De uma maneira ou de outra, a tradição folk anglo-saxónica tem sobrevivido bem à voracidade das épocas e à inconstância das manias, integrando-se transversalmente e com profundidade melódica em fenómenos de vastidão antípoda como os The Magnetic Fields do fim de século XX, os Wilco do princípio do século XXI ou os Manchester Orchestra de agora.
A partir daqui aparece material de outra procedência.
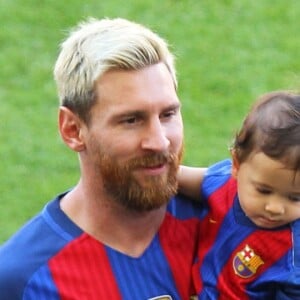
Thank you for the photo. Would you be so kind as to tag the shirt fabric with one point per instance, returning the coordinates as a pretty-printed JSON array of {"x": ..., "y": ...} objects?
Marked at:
[
  {"x": 237, "y": 259},
  {"x": 51, "y": 258}
]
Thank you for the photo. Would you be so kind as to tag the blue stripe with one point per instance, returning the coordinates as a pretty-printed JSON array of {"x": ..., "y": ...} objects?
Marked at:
[
  {"x": 144, "y": 277},
  {"x": 41, "y": 286}
]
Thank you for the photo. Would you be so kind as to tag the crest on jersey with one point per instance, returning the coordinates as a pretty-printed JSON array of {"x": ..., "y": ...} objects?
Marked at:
[{"x": 246, "y": 262}]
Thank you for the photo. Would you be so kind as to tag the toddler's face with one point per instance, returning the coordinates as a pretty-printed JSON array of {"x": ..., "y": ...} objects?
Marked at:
[{"x": 269, "y": 193}]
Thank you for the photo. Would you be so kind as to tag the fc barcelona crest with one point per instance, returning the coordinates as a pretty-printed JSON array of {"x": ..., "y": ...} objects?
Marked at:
[{"x": 246, "y": 262}]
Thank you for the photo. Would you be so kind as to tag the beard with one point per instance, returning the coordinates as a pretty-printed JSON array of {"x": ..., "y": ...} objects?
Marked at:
[{"x": 152, "y": 192}]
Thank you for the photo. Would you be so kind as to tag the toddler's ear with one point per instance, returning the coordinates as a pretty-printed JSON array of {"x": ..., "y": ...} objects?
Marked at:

Apóstolos desta seita prolixa e interminável, os Bear’s Den iniciaram em 2014 um encantatório percurso que já conta com 4 álbuns de estúdio. Parcimoniosos mas quase fundamentalistas na obsessão com as harmonias, carregando-as invariavelmente com um conjunto de poemas inspirados e convenientemente sorumbáticos, os Bear’s Den deixam outras bandas menos convictas da sua inerente herança folk, como os The Lumineers, a milhas de distância, no trilho da floresta.
No seu primeiro e seminal disco reside talvez o tema comercialmente mais bem sucedido da banda, “Agape”. Uma canção forte como o raio que logo no primeiro minuto presenteia o audiente com uma espécie de manifesto orquestral. Se o gentil leitor ouvir apenas estes acordes iniciais ficará razoavelmente informado sobre a odisseia que os três músicos de West London têm para lhe propor.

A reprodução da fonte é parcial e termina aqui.